In short
- Circle has updated its firearm purchase ban policy in response to complaints from firearms industry advocates.
- Senator Bill Hagerty called the update a victory over the “weaponization” of the financial system and chokepoint-style discrimination.
- An industry expert warned that the incident exposes the vulnerability of centralized stablecoin issuers to political pressure and domestic agendas.
Major stablecoin issuer Circle has updated a policy that previously banned customers from using its USDC token to purchase firearms, marking a victory for gun rights advocates who accused the company of discriminating against legal commerce.
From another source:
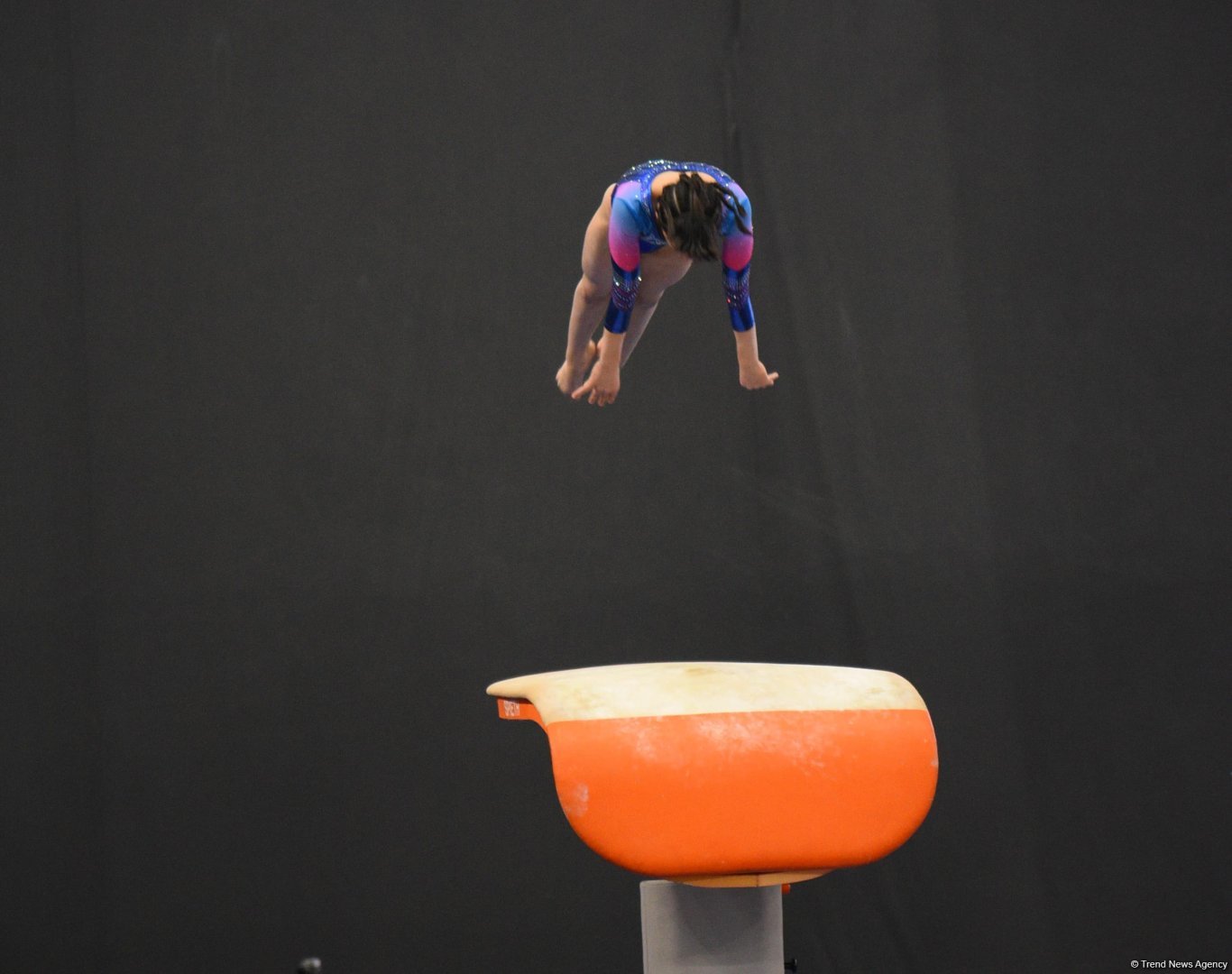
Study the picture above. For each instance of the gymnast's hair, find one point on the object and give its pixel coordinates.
(690, 213)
Circle confirmed to the National Shooting Sports Foundation, a trade association representing gun manufacturers and retailers, that it has changed its terms of service to allow legal gun purchases, journalist Eleanor Terrett reported in a Crypto America newsletter on Wednesday.
“Circle has clarified our terms to reflect that USDC can be used for the legal purchase and sale of firearms, as protected under the Second Amendment,” a Circle spokesperson told NSSF. “We have not and will not deny the use of USDC for legally authorized firearms transactions.”
“Freedom cannot survive if your financial tools are turned against you and your Second Amendment rights,” the organization said Monday blog post.
The policy update followed Americans in favor of tax reform report which highlighted Circle’s ban on USDC transactions involve “weapons of any kind, including firearms, ammunition, knives or explosives.”
ATR’s article questioned whether private companies should decide what legal purchases consumers can make and suggested political bias, noting that Circle CEO Jeremy Allaire donated to Rep. Jake Auchincloss (D-MA), who sponsored gun control legislation.
Last month NSSF warned on X how Circle’s position posed risks to Second Amendment rights, citing ATR’s report.
Republican senators hating recently stable currency legislation seized on the controversy as evidence of ‘weaponization’ against the US financial system.
“This is a reversal of Choke Point-inspired mechanisms to end the legislative process and covertly achieve liberal party goals,” Senator Bill Hagerty (R-TN), author of the GENIUS Act stablecoin framework that President Donald Trump signed into law in July, Terrett said.
“By aligning its terms of service with existing legal requirements, Circle is defending constitutional rights and ensuring that financial systems cannot be weaponized against law-abiding gun owners,” Senator Cynthia Lummis (R-WY) tweeted Wednesday.
Although stablecoins have gained prominence since the legislation was passed, the majority of them Countless users still believe that the market cap of stablecoins will not exceed $360 billion before February next year.
Others criticize the move as an act of political acquiescence, despite crypto’s often touted neutrality.
“A private US company cannot issue a neutral stablecoin because they are bound by US laws, regulations and political policies,” said Kadan Stadelmann, Chief Technology Officer at Komodo. Declutter. “Circle’s reversal of policy effectively suggests that stablecoins are at the mercy of politicians.”
Centralized stablecoin issuers are “at the behest of domestic agendas and expose users to the risk of surveillance and censorship as experienced by firearms dealers,” he added.
Disclaimer: Myriad is a product of Decrypt’s parent company, Dastan.